I am not sure on what should be the quick way of approach to solve these kind of questions. As we grow, we can think of other possible ways to solve the same problem. Many genius can solve the algebra questions orally. I am not sure how can they solve. But, If I need to solve the equations then certainly I can't solve it orally. Am I correct on it?
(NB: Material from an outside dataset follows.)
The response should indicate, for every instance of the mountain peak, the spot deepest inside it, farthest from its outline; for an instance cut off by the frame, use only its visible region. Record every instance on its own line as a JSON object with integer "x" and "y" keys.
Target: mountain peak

Does somebody has a more quicker way to solve the question below - using arithmetic or other concept to solve this question orally?
Problem - Given that sum of Abi and Iris age is 42 years. 11 years ago, Abi was three times as old as Iris. how old Abi will be in 2 years?
This is my approach -- Please tell me how you would have solved such questions.
Also, how much time will you take to solve this type of question.
make two equations - considering the present age always -
a + i = 42
a-11 = 3 ( i - 11)
Now, solve for them -
a = 26 and i = 16.
The answer is a +2 i.e. 28 years.
Solving problems such as these (and far more complicated than this, too) without algebra is encouraged in the Singapore system. Before I started teaching my son, I would've immediately reached for algebra, but now simple arithmetic and model drawing are my weapons of choice.
$11$ years ago, the sum of their ages would've been $42-2 \times 11 = 42 - 22 = 20$.
Since Ari was $3$ times as old as Iris, think of the sum of their ages as $3+1 = 4$ parts. $4$ parts $= 20$ so $1$ part = $5$ years.
Therefore Iris was $5$ and Ari was $3 \times 5 = 15$ then, making Ari's present age $15 + 11 = 26$ and her age in $2$ years hence $26+2 = 28$ years.